Which councils can say they appreciate the impact a falling tree would have? Although they understand the importance of knowing the health of its trees, how often they require maintenance, if they are obscuring essential highway signage etc, the impact, should one fall, is arguably more important. Councils would ideally understand the impact a falling tree would have, should it fall, in order to manage that risk.
Data held in Tree SMART to manage ‘falling tree’ risk, can be analysed at the click of a button.
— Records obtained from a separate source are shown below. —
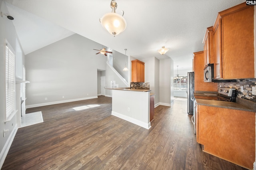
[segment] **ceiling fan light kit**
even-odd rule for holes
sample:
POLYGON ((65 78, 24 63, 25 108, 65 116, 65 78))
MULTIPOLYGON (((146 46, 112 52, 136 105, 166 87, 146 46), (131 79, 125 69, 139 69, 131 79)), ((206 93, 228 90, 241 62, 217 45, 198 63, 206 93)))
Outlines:
POLYGON ((110 7, 112 12, 103 15, 100 18, 100 22, 102 27, 115 37, 124 31, 126 28, 126 22, 122 16, 124 11, 122 11, 122 16, 116 13, 117 4, 115 0, 111 1, 110 7))
POLYGON ((162 48, 157 50, 157 52, 160 53, 162 55, 163 55, 164 54, 165 54, 168 51, 169 51, 168 49, 167 48, 166 48, 165 47, 163 46, 162 47, 162 48))
POLYGON ((95 54, 99 54, 100 53, 102 54, 104 54, 105 55, 105 56, 106 56, 107 55, 107 55, 107 54, 106 54, 106 53, 112 53, 112 52, 110 52, 110 51, 106 51, 106 48, 103 48, 102 49, 100 49, 100 49, 94 49, 94 50, 97 50, 97 51, 99 51, 100 52, 99 52, 98 53, 96 53, 95 54))

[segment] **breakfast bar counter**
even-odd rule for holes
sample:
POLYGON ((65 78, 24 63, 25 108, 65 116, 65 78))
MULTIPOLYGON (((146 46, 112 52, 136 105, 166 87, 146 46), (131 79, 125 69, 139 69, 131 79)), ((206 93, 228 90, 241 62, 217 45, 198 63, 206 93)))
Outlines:
POLYGON ((149 129, 150 90, 128 88, 112 90, 111 115, 141 127, 149 129))

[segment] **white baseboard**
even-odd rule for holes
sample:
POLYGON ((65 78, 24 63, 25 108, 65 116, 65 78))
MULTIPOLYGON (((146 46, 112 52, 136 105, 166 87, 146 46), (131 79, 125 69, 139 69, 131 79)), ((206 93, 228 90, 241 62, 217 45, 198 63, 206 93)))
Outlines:
POLYGON ((163 106, 169 106, 170 107, 171 107, 171 104, 170 103, 164 103, 160 102, 159 103, 159 105, 162 105, 163 106))
POLYGON ((63 103, 64 103, 71 102, 72 101, 79 101, 80 100, 87 100, 97 98, 98 96, 93 96, 83 98, 76 99, 74 99, 62 100, 61 101, 54 101, 53 102, 45 103, 44 103, 36 104, 35 105, 27 105, 26 106, 26 108, 31 108, 32 107, 39 107, 40 106, 47 106, 48 105, 54 105, 55 104, 63 103))
POLYGON ((112 96, 110 95, 105 95, 105 96, 106 97, 112 97, 112 96))
POLYGON ((172 103, 171 103, 171 107, 173 105, 174 105, 174 100, 173 101, 172 101, 172 103))
POLYGON ((154 105, 154 107, 155 108, 156 107, 158 106, 159 105, 160 105, 160 103, 158 103, 155 104, 155 105, 154 105))
POLYGON ((5 158, 7 156, 7 154, 8 153, 8 152, 9 152, 10 148, 11 147, 12 143, 14 137, 15 137, 17 130, 18 130, 18 127, 17 124, 16 124, 0 153, 0 169, 2 168, 2 166, 4 164, 4 160, 5 160, 5 158))
POLYGON ((128 117, 127 116, 122 115, 114 111, 112 111, 111 115, 119 118, 125 120, 129 122, 132 123, 134 124, 140 126, 140 127, 141 127, 147 129, 149 129, 149 128, 151 127, 151 125, 150 122, 148 123, 145 123, 144 122, 142 122, 140 121, 139 121, 138 120, 132 118, 130 117, 128 117))

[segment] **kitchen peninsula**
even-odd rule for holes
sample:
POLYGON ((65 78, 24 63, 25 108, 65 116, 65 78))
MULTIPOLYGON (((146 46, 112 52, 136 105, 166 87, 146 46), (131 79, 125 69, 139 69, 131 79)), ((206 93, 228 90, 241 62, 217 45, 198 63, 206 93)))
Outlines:
MULTIPOLYGON (((112 115, 147 129, 150 122, 150 94, 149 89, 130 88, 106 89, 112 90, 112 115)), ((154 102, 152 103, 154 105, 154 102)))

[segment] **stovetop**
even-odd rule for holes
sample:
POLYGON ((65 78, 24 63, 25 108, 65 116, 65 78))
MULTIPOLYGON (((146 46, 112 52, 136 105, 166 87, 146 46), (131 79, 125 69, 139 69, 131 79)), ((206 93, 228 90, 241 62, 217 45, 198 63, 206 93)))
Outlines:
POLYGON ((220 88, 218 93, 204 93, 194 95, 196 99, 220 101, 236 101, 236 90, 234 88, 220 88))

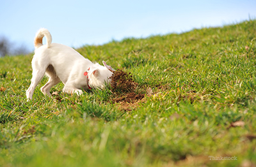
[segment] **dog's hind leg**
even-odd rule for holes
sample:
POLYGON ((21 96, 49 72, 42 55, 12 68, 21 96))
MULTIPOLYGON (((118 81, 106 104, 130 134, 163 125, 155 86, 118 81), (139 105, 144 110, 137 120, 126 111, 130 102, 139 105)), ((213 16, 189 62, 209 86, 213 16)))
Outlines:
POLYGON ((60 83, 60 80, 59 77, 58 77, 54 68, 52 65, 49 65, 47 68, 46 69, 46 74, 49 76, 49 79, 42 87, 41 87, 41 91, 44 94, 47 94, 49 96, 51 96, 50 94, 50 89, 52 87, 55 85, 57 85, 60 83))
POLYGON ((83 94, 83 91, 74 87, 72 85, 65 85, 63 91, 67 94, 76 93, 78 95, 83 94))
POLYGON ((30 84, 29 87, 28 89, 26 94, 27 99, 32 99, 33 94, 34 93, 35 89, 43 78, 45 72, 45 69, 38 70, 36 69, 36 70, 33 71, 31 84, 30 84))

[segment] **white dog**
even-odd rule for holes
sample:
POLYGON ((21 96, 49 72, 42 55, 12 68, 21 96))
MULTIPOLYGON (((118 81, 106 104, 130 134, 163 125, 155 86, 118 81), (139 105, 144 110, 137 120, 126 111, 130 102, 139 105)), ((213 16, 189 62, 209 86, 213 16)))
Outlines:
POLYGON ((51 96, 50 89, 60 81, 65 84, 63 91, 68 94, 83 93, 82 89, 102 89, 113 69, 102 61, 104 66, 93 64, 73 48, 58 43, 51 43, 52 36, 46 29, 40 29, 35 38, 35 55, 32 60, 33 77, 26 91, 28 99, 32 99, 35 89, 45 73, 48 82, 41 91, 51 96), (45 36, 47 43, 43 45, 45 36))

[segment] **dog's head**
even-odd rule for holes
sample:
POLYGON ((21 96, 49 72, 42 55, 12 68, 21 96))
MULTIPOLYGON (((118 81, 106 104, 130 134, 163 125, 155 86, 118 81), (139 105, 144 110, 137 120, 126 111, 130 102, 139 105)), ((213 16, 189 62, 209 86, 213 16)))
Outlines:
POLYGON ((110 82, 114 69, 102 61, 104 66, 99 64, 90 68, 88 71, 88 82, 90 87, 103 89, 106 84, 110 82))

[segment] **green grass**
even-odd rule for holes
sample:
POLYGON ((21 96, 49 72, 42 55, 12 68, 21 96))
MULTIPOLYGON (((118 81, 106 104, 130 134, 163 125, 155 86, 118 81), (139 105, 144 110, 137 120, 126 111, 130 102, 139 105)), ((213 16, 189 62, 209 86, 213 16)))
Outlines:
POLYGON ((77 51, 131 72, 153 95, 124 108, 108 89, 79 97, 61 84, 51 98, 44 78, 27 101, 33 55, 1 58, 1 166, 256 164, 256 20, 77 51))

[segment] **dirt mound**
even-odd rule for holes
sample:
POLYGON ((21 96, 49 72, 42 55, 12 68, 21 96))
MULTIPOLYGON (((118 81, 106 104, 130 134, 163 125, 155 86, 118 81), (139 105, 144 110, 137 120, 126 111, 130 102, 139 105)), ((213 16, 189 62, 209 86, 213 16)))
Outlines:
POLYGON ((134 92, 138 85, 137 82, 133 80, 131 73, 127 73, 121 69, 115 71, 111 78, 111 91, 114 92, 134 92))
POLYGON ((121 69, 115 71, 111 76, 111 91, 116 96, 112 99, 114 103, 135 103, 143 99, 144 94, 136 94, 135 91, 138 85, 131 73, 121 69))

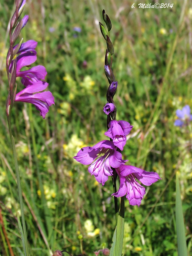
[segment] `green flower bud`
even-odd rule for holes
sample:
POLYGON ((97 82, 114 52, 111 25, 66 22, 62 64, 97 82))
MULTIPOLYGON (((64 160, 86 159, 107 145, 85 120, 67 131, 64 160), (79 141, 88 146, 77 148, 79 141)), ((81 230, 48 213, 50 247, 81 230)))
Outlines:
POLYGON ((114 48, 113 44, 111 43, 111 41, 110 40, 109 38, 107 36, 107 49, 108 51, 110 53, 111 56, 113 56, 114 53, 114 48))
POLYGON ((99 25, 100 27, 100 29, 101 30, 101 32, 103 35, 103 36, 104 37, 105 40, 107 40, 107 32, 106 31, 106 29, 105 28, 105 27, 100 22, 99 22, 99 25))

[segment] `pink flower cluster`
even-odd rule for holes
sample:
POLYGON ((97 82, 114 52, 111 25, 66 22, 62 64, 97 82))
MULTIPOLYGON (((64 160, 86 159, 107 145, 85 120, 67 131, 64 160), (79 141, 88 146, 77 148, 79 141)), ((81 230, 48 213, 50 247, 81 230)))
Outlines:
POLYGON ((119 197, 126 195, 130 204, 139 206, 145 189, 136 180, 148 186, 160 178, 156 172, 125 164, 128 160, 122 159, 119 151, 123 149, 126 136, 133 126, 126 121, 115 120, 111 121, 109 125, 105 134, 111 140, 103 140, 93 147, 83 148, 74 158, 83 164, 90 164, 88 171, 102 186, 108 177, 113 175, 115 169, 119 177, 120 185, 118 191, 111 195, 119 197))

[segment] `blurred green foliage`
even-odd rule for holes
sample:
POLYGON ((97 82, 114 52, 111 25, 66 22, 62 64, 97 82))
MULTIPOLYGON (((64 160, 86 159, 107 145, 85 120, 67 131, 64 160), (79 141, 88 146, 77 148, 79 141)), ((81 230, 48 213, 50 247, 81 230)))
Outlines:
MULTIPOLYGON (((6 31, 13 2, 0 2, 0 209, 16 255, 22 250, 16 219, 19 206, 5 112, 6 31)), ((172 3, 172 8, 140 9, 135 2, 132 9, 129 0, 27 1, 24 14, 28 14, 29 20, 20 39, 38 42, 35 64, 46 68, 55 105, 43 120, 33 106, 17 102, 12 127, 23 191, 53 251, 66 250, 76 255, 82 246, 86 255, 93 255, 103 247, 110 248, 115 227, 110 179, 102 188, 87 167, 72 158, 82 147, 105 139, 106 117, 102 110, 108 82, 104 68, 106 44, 99 24, 104 9, 112 24, 117 119, 134 126, 123 157, 130 164, 156 172, 162 178, 146 188, 139 208, 125 202, 124 255, 177 255, 176 170, 180 173, 189 254, 192 252, 192 132, 173 125, 177 108, 186 104, 192 108, 192 8, 191 3, 187 4, 180 22, 183 4, 176 0, 172 3), (75 31, 76 27, 81 31, 75 31), (51 230, 44 215, 37 166, 51 230), (88 220, 93 225, 92 233, 98 228, 99 234, 89 235, 84 225, 88 220)), ((19 79, 17 82, 20 90, 19 79)), ((49 255, 24 200, 30 254, 49 255)), ((0 253, 6 256, 9 251, 5 236, 0 228, 0 253)))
The data on each tree asset, in each inspection area, is held in Tree SMART. The species, location and height of the tree is among the data stored, which is collected and uploaded during routine inspections.In order to maximise this data for risk assessment purposes, additional information was required to fully understand the potential impact, if a tree or part of a tree were to fall. Polygons in the inspection areas are interrogated to establish the location of assets, which could be affected, including, roads, footways, railways, or buildings. The calculations of tree size and height, along with the geographical data, was then brought together into the software, to establish what may be impacted. Having access to this knowledge can inform any tree care decisions, by adopting a risk-based approach to tree maintenance.
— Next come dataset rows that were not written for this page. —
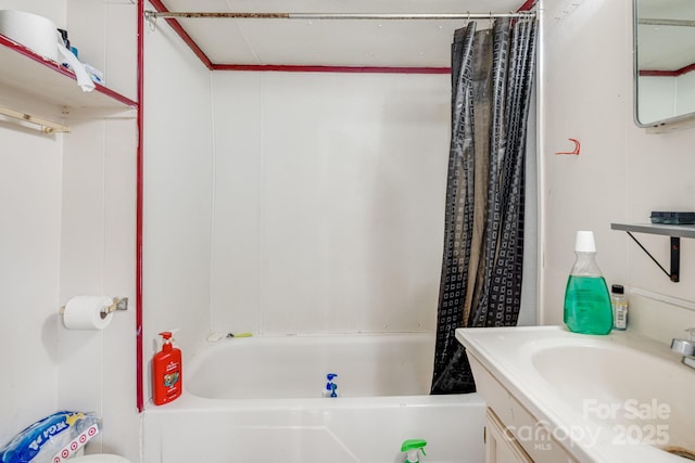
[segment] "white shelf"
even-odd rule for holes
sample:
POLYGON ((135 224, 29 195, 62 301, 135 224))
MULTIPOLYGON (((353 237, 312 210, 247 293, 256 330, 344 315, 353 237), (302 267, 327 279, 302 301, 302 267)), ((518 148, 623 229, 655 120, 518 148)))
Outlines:
POLYGON ((4 93, 24 94, 71 112, 98 110, 101 114, 117 114, 138 107, 137 102, 100 85, 84 92, 71 70, 2 35, 0 63, 0 90, 4 93))
POLYGON ((661 223, 611 223, 611 230, 621 230, 628 233, 628 235, 646 253, 647 256, 656 263, 664 273, 673 282, 680 281, 681 273, 681 237, 695 237, 695 226, 670 226, 661 223), (635 233, 648 233, 658 234, 662 236, 669 236, 671 240, 671 268, 670 271, 666 270, 656 258, 632 235, 635 233))

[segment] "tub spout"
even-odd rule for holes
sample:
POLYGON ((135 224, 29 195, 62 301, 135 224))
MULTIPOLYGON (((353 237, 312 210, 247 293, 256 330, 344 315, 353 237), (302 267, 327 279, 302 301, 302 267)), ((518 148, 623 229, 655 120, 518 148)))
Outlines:
POLYGON ((682 362, 687 366, 695 369, 695 327, 685 330, 688 334, 687 339, 671 339, 671 350, 683 356, 682 362))

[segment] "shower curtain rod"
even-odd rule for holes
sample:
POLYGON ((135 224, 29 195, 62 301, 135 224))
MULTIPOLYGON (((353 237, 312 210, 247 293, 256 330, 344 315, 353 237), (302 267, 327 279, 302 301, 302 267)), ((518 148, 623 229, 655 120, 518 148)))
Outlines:
POLYGON ((517 13, 213 13, 213 12, 144 12, 147 20, 157 17, 240 18, 240 20, 492 20, 495 17, 534 17, 535 12, 517 13))

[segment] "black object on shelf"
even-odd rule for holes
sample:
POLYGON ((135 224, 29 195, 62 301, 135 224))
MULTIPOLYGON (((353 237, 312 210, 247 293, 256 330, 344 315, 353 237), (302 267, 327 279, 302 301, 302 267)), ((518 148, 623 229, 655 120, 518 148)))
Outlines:
POLYGON ((652 211, 652 223, 664 223, 668 226, 685 226, 695 223, 695 213, 677 213, 677 211, 652 211))

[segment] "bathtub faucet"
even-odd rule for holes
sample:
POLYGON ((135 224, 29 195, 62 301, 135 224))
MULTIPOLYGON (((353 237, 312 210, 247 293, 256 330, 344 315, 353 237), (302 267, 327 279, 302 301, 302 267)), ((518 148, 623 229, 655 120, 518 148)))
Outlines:
POLYGON ((326 375, 326 380, 328 382, 326 383, 326 387, 321 393, 321 397, 338 397, 338 385, 333 383, 334 377, 338 377, 337 373, 328 373, 326 375))
POLYGON ((695 327, 685 330, 687 339, 671 339, 671 350, 683 356, 682 362, 695 369, 695 327))

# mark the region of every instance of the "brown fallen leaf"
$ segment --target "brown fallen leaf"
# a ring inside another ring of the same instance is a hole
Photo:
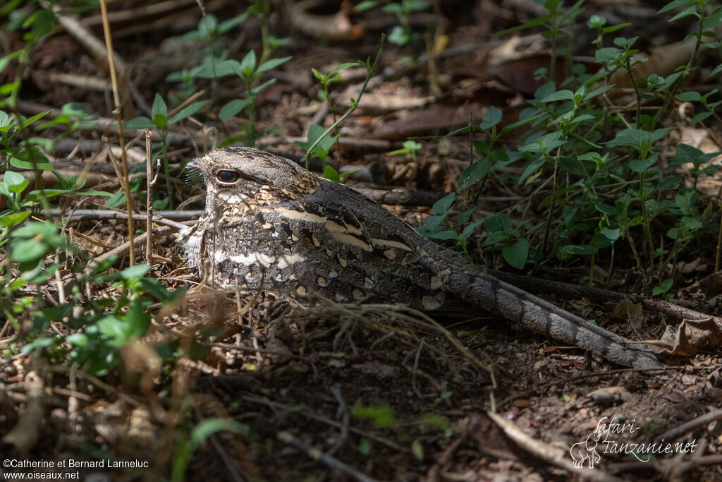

Councils have map-based data to inform their tree programme.
Councils can now use the extensive data stored in Tree SMART, to assess risk and manage their tree care programmes. Arborists and office-based staff can now view what a tree might strike, should it fall, at the simple press of a button. In addition, risk modelling and insight into the impact of a falling tree is a demonstration of the management of such highway assets and assists with evidence for DfT incentive funding.
Automating the correlation between geospatial data and tree information improves the risk-based management of highway tree stock."